One firm has taken the whole back page; another is featured on the spine. A refrigerator magnet — or “tip-on,” in BellSouth parlance — is adhered to the front.

“Attorneys are one of the businesses that has found the most benefit out of advertising on the back and front covers and the spines,” said Ken Ray, vice president of marketing for BellSouth Advertising & Publishing Corp. “Those are our premium advertising positions, and it helps their visibility in the marketplace.”

Listings in the Yellow Pages are quite often used to complement information the public gleans from other media, he said.

“For instance, most people are not going to write down the name and number from a television ad,” said Ray, from his Atlanta office. “They’ll write down the name, then go to the Yellow Pages — particularly if the commercial says, ‘See our ad on the back page of The Real Yellow Pages from BellSouth.’ ”

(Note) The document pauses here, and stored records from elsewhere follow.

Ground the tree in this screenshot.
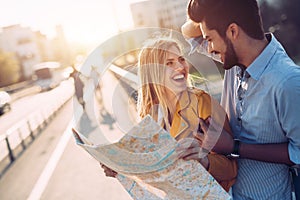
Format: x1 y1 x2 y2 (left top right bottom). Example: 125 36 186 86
260 0 300 63
0 50 20 87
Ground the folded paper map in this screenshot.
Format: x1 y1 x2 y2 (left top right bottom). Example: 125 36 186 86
73 116 231 200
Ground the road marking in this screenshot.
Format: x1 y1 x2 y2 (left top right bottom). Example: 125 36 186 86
28 120 74 200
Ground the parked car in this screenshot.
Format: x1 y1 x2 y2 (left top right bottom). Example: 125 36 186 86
0 91 11 115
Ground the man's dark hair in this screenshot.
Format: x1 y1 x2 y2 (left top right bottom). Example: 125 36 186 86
187 0 264 40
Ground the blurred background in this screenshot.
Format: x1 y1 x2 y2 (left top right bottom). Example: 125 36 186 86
0 0 300 88
0 0 300 199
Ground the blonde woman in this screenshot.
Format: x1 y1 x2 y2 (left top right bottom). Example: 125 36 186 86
102 38 237 192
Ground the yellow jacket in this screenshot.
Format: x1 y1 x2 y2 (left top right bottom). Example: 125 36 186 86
170 88 237 191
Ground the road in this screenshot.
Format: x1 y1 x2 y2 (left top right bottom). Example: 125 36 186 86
0 70 131 200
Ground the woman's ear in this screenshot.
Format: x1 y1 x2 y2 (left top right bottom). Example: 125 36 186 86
226 23 240 40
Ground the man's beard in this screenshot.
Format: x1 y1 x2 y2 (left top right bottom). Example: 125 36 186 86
223 37 238 70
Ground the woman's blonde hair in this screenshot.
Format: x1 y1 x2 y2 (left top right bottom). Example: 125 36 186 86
137 37 182 125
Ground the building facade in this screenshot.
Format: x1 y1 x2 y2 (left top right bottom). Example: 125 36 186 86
130 0 188 31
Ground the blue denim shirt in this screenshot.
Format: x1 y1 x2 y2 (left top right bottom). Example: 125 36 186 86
221 34 300 200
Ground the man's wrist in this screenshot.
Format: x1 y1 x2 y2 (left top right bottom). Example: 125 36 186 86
228 139 241 158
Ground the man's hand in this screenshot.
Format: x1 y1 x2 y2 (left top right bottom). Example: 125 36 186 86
100 163 118 178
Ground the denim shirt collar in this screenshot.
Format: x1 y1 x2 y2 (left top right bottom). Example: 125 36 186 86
246 33 278 80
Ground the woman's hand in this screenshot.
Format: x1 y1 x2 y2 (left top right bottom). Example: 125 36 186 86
176 138 209 169
194 118 233 155
100 163 118 178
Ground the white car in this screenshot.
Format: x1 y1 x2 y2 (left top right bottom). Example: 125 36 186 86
0 91 11 115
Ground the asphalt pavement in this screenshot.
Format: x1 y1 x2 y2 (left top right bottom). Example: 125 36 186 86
0 100 131 200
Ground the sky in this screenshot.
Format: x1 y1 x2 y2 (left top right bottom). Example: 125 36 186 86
0 0 141 44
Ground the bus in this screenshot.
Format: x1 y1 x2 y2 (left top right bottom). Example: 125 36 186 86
32 62 65 91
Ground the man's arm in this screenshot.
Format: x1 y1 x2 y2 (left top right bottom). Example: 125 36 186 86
239 143 295 165
200 119 295 165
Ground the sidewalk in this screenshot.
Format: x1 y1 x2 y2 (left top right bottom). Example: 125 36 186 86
0 100 131 200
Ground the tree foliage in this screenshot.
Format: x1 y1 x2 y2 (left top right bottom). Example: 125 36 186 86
260 0 300 64
0 51 20 87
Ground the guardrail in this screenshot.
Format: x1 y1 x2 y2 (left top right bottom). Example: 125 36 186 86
0 81 73 178
109 65 223 101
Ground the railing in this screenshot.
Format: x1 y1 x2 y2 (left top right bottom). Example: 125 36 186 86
109 65 223 101
0 81 73 178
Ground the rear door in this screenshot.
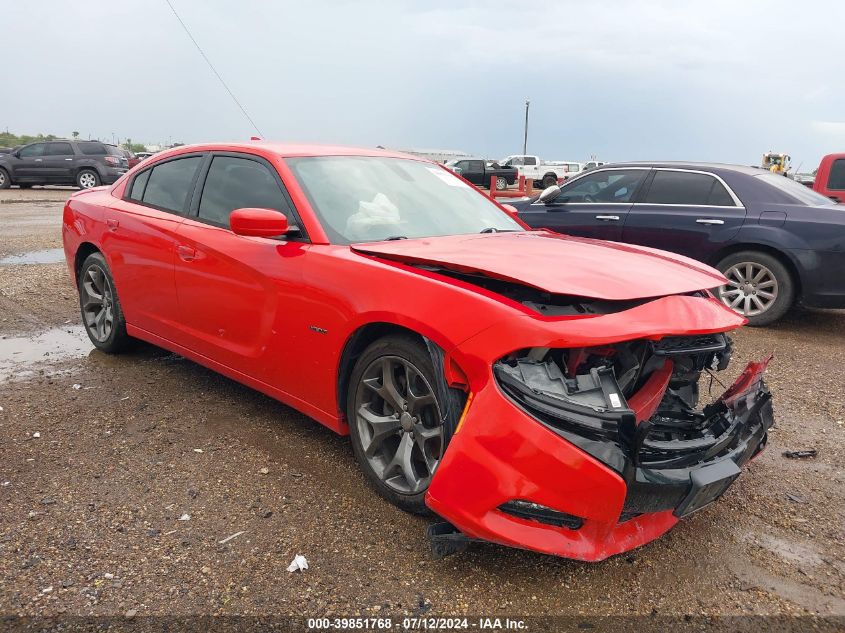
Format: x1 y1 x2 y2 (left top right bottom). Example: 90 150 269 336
44 141 74 182
176 152 307 388
103 154 205 342
519 167 649 241
12 143 48 182
622 168 745 261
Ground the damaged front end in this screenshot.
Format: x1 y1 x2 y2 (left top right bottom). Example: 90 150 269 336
493 333 773 523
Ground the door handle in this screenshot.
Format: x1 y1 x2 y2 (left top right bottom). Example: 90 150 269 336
176 244 197 262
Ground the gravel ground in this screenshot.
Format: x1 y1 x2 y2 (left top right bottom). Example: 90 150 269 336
0 195 845 616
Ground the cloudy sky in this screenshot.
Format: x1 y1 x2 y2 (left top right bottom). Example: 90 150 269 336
6 0 845 169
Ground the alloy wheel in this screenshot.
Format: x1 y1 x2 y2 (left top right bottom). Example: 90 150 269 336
355 356 443 494
80 264 114 343
79 172 97 189
719 262 778 317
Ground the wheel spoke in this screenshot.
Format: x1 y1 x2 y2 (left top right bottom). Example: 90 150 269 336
358 405 400 458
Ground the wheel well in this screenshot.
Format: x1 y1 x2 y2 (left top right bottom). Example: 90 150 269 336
708 244 801 299
337 323 424 417
73 242 100 285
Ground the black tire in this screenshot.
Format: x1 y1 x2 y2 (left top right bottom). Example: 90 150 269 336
716 251 795 327
346 334 464 515
77 252 132 354
76 169 101 189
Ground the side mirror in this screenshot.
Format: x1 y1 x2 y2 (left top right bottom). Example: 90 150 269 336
537 185 560 204
229 208 290 237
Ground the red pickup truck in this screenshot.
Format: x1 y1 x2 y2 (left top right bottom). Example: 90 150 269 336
813 154 845 203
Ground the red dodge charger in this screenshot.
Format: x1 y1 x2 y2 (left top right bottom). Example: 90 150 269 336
63 142 772 561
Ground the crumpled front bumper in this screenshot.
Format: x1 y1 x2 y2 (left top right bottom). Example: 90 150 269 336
426 361 772 561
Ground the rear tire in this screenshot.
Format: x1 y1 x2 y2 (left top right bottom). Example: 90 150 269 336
77 252 131 354
716 251 795 327
346 334 462 514
76 169 100 189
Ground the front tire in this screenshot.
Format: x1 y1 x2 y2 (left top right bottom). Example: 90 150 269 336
76 169 100 189
346 334 460 514
716 251 795 326
78 253 130 354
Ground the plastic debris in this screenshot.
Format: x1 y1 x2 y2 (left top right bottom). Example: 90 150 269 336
783 448 819 459
217 530 244 544
288 554 308 572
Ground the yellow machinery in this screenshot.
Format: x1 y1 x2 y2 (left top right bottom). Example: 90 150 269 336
760 152 791 174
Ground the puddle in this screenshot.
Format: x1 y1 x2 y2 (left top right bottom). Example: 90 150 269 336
0 326 94 384
0 248 65 266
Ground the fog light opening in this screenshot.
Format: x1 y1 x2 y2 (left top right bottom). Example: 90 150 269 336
499 499 584 530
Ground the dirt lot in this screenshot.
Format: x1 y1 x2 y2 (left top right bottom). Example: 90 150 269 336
0 189 845 616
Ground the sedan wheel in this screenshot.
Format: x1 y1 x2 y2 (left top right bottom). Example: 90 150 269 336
355 356 443 495
346 334 465 514
719 262 778 317
76 169 100 189
716 251 795 325
79 253 129 354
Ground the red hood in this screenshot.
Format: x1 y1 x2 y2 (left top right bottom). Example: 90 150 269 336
352 231 726 301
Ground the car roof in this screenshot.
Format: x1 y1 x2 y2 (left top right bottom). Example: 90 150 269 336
602 160 767 176
148 141 431 162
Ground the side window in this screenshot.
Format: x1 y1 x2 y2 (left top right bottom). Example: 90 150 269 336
555 169 648 203
199 156 290 228
129 169 152 201
643 171 734 206
827 158 845 191
44 143 73 156
20 143 47 158
143 156 202 213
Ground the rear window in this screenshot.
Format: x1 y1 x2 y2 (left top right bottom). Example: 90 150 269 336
827 158 845 191
754 173 836 207
79 143 106 156
643 171 736 207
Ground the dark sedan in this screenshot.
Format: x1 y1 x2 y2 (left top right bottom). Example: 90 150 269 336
512 163 845 325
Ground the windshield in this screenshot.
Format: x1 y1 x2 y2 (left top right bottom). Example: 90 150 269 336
286 156 522 244
755 174 836 207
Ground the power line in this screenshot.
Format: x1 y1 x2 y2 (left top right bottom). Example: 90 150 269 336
164 0 264 136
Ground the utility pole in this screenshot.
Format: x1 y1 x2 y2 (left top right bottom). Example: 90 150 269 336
522 99 531 155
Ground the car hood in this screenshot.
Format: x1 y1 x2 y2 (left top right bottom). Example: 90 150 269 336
351 231 726 301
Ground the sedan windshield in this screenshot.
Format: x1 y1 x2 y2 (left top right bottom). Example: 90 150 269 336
287 156 522 244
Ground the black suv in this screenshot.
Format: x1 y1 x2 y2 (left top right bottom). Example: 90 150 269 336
0 141 129 189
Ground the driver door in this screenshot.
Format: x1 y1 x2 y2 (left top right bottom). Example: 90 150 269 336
519 167 649 242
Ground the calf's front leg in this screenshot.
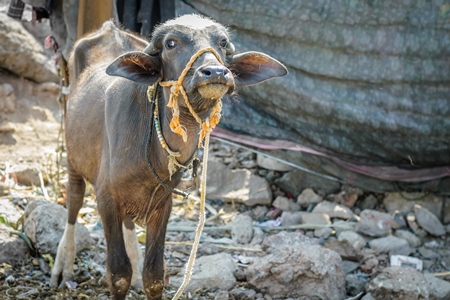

In addition to the display ad found under the Attorneys heading, Brown Terrell Hogan also has a tabbed double-sided color page that is printed on heavy stock paper.

“You can see that the tab has sort of a carryback to the television ad,” said Wayne Hogan. “It has pieces connected to the ad.”

Trying to gauge the effectiveness of billboard, television or Yellow Pages ads, the firm often asks potential clients why they chose Brown Terrell Hogan.

“Sometimes, people will call as a result of the tab; sometimes it’s the commercial; sometimes it’s a combination of both plus our reputation,” said Hogan. “When someone picks up the Yellow Pages, this is a good opportunity for them to find that tab, which has information about us as well as space to put important telephone numbers.”

Using the Yellow Pages is an efficient way for firms to plant their names in the mind of the public, said Ray. BellSouth puts out about 63 million copies of The Real Yellow Pages in the nine states it services. Just over 700,000 volumes are distributed in Jacksonville during the initial run. Additional volumes are distributed to new residents who sign up for phone service.

And the volumes hang around for a year, not the 30 seconds it takes to air a commercial.

The reason why a firm — or any other business — would go to the extra expense of page tabs, full-page color ads and refrigerator magnets is simple. The payback can be impressive.

According to research data, Ray said, businesses will see a $14 return for every $1 spent on display advertising in The Real Yellow Pages.

But, because of the nature of their work, attorneys “as a group” would see a “much higher” return, he added.

“The reason you see attorneys in some of the high-visibility places (in the Yellow Pages) is because they get a pretty significant return on their investment,” said Ray.

“Over the course of a year, one favorable judgment pays for all their advertising.”